施川ユウキ映画コラム「全ての映画は、ながしかく」
第1回 酔拳2

第1回「酔拳2」

コロナの影響で公開される映画が減っている中、この連載も大きく内容を変えることにした。とりあえず今回は、新作紹介をやめて映画にまつわる思い出話をエッセイ的に書いていこうと思う。映画の話ではなく、主に僕自身の話だ。

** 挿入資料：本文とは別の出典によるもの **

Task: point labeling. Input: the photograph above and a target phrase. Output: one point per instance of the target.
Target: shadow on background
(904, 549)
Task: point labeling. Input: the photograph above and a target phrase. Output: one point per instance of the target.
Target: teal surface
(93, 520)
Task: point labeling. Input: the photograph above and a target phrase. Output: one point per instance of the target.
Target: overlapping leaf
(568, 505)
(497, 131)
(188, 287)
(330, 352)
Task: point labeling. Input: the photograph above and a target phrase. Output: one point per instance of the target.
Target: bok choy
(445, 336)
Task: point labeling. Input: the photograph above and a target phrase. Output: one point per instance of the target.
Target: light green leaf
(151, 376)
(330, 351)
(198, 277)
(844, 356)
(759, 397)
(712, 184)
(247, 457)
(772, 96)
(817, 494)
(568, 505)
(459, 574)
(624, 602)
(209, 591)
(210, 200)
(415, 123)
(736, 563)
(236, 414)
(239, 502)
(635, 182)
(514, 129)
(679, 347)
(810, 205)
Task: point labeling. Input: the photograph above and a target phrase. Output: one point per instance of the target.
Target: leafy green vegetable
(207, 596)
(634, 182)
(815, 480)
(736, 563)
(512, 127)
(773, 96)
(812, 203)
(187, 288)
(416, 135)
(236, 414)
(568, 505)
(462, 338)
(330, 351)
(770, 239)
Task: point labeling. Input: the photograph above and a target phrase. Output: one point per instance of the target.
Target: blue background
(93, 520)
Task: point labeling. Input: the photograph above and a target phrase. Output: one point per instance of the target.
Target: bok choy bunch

高校二年の大晦日、同級生の友人二人と一緒に映画『酔拳2』を観に行った。教室では仲良かったけど、学校外で三人が会うのは初めてだったかもしれない。時間をちゃんと調べてなかったせいで、最終上映の回には間に合わなかった。僕らは映画を諦め、ゲーセンをハシゴしたり街をぶらついたりして夜を過ごした。ダラダラ遊んでるうちに、気がつくと最終バスが終わっている。不思議と誰も帰ろうと言わない。なんとなく駅へ向かい、そのままコンコースのベンチで夜を明かす流れになった。そんな風に外泊を決めるなんて初めてだったし、駅に泊まるのも初めてだった。ドキドキしていた。コンコースには僕ら以外誰もいない。缶コーヒーで暖まりながら、キン肉マンの技がどうとかどうでもいい話で盛り上がる。いつものくだらない会話が、なぜだか重要なやり取りのように思えた。「海岸で発見された赤ん坊の死体が消えてなくなってしまった」という、朝に見た地元ニュースの話題から、消えた死体を探しに海岸へ行く流れになった。本当は初日の出を見に海へ行くだけなのだが、そんなベタな行動が恥ずかしくて、言い訳として死体のニュースを利用したのだ。駅を出たのは午前四時ごろだった。スタンドバイミーを口ずさみながら、真っ暗な道を延々と歩く。遠くに除夜の鐘が聞こえた。死体のことはすぐに忘れていた。海が近づき、まばらに人が増えてくる。目的地の中田島海岸は、鳥取砂丘に次ぐ広さの砂浜を持っている。砂丘を登ると、黒い水平線が目に入る。風が強く冷たい。僕らはご来光を待った。やがて現れた朝日は、眩しく美しかった。僕は、漫画なんてロクに描いたこともないのに、将来漫画家になるとひそかに決意した。二人には言わなかった。漫画なんてロクに描いたこともないからだ。海岸から戻る途中、振り返ると砂丘の稜線に無数の黒い人影が並んでいるのが見えた。自分たちと同じく海岸から戻る人の群れだ。ゴオゴオ鳴る風の中、何百もの人影がゆっくりと同じ方向に進んでいく。文明を失った人類が砂漠をさまよっているようだった。それからバスで駅に戻り、マクドナルドで時間をつぶした。言葉にこそ出さないが、特別な夜だったことを確認し合うような眼を、お互いがしていた。そんな気がした。映画館が開く時刻になり、僕らは最前列で『酔拳2』を観た。
それは、ジャッキー・チェンの最高傑作だった。